Geisterbahn

Dienstag, 31. Januar 2012 – Fünfuhrachtundfünfzig, minus nullkommasechs. Dunkel. Wach seit Viertel vor Vier, aber okay. Weiter in den Minima Moralia.

Linker Antisemitismus, Teil II. Selbes Thema, selbes Schema – Der Jugendverband der Partei “Die Linke” heißt “solid”. Innerhalb von “solid” gibt es einen Bundesarbeitskreis, der sich “BAK Shalom” nennt. Samuel Salzborn, Sozialwissenschaftler aus Gießen, und Sebastian Voigt, Mitbegründer von “Shalom”, haben gemeinsam einen Aufsatz verfasst, in dem sie antisemitische Tendenzen in der Linkspartei untersuchen. Obwohl die Autoren eher vorsichtig argumentieren und im Zweifel keine Böswilligkeit bei den Akteuren der Linken unterstellen, erregte das Papier bundesweit Aufsehen. “Die Linke” wies die Ausführungen zunächst in Bausch und Bogen zurück (Gysi: “schlicht Blödsinn”), sah sich dann aber aufgrund der sachlichen Darstellung und einer Fragestunde im Bundestag doch in Zugzwang und gelobte Besserung. Allerdings nur, um schon bald genervt auf die anhaltende Kritik von “Shalom” zu reagieren. Dieser Tage rang Knut Mellenthin in der “jungen welt” nach Worten, um die unangenehme Diskussion zu beenden und befand abschließend, dass das Dokument nichts weiter als eine “primitive Kampfschrift” sei: “In Wirklichkeit handelte es sich bei der ‘Studie’ um politische Agitation, und zwar von der schmutzigsten, unredlichsten Sorte.” Statt innezuhalten und sich der eigenen Defizite gewahr zu werden, brandmarkt man die zaghaften Kritiker als Feinde und gibt sie damit gleichsam “zum Abschuss frei”.

Am 31. Januar 1911 starb Paul Singer, zu dessen Beerdigung fast eine Million Menschen kamen.

Montag, 30. Januar 2012 – Elfuhrvierundfünfzig, nullkommazwei. Ostwind.
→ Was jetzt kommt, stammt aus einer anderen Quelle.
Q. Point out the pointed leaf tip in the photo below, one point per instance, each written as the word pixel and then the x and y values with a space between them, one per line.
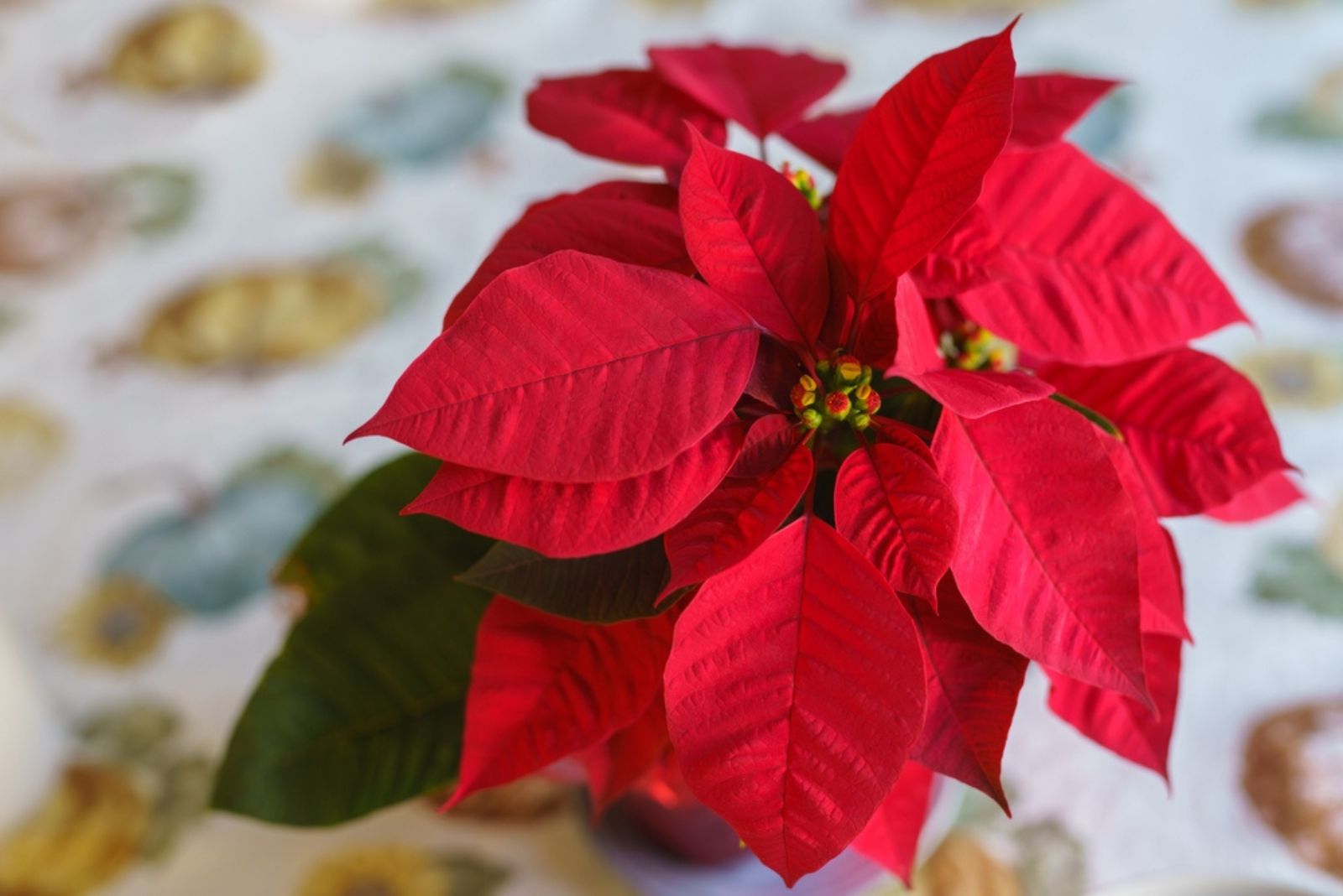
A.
pixel 843 685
Linker Antisemitismus, Teil I – Wer sich die Texte der Hiphop-Gruppe “die bandbreite” ansieht, wird rasch gewahr, das hier im Gewand antikapitalistischer Phrasen sexistische, verschwörungstheoretische und strukturell antisemitische Inhalte transportiert werden. Die Deutsche Kommunistische Partei hatte die Musiker zu ihrem letztjährigen UZ-Pressefest zunächst ein-, nach interner Kritik jedoch wieder ausgeladen. Daraufhin aber erhob sich in der Partei ein so lautstarker Protest gegen die internen Kritiker, dass man die Ausladung wieder rückgängig machte und das nun doch stattfindende Konzert der Antisemiten “zu einem Höhepunkt des Festes” der Kommunisten werden konnte. Die unterlegenen Gegner der “bandbreite” waren derweil zu “Meinungsterroristen” (Rainer Rupp) erklärt worden, die “von innen her das Rot aus den Wangen der Linken saugen” (Diether Dehm). Die kommunistische “Neue Rheinische Zeitung” schrieb: “Die Linke demontiert sich selbst und zerfleischt sich in aufgepflanzten Debatten, zum Beispiel über real weitgehend nicht existierenden Antisemitismus”. Man schloss die Reihen und verwahrte sich gegen “die üble Kampagnen-Masche” und die “dubiose, teils anonyme Internethetze”: “Keinen Fußbreit dürfen wir weichen.” Wem? Den Judenfreunden? Den Juden?

Gandhi ist tot.

Sonntag, 29. Januar 2012 – Elfuhreinundfünfzig. Nullkommavier. Bedeckt.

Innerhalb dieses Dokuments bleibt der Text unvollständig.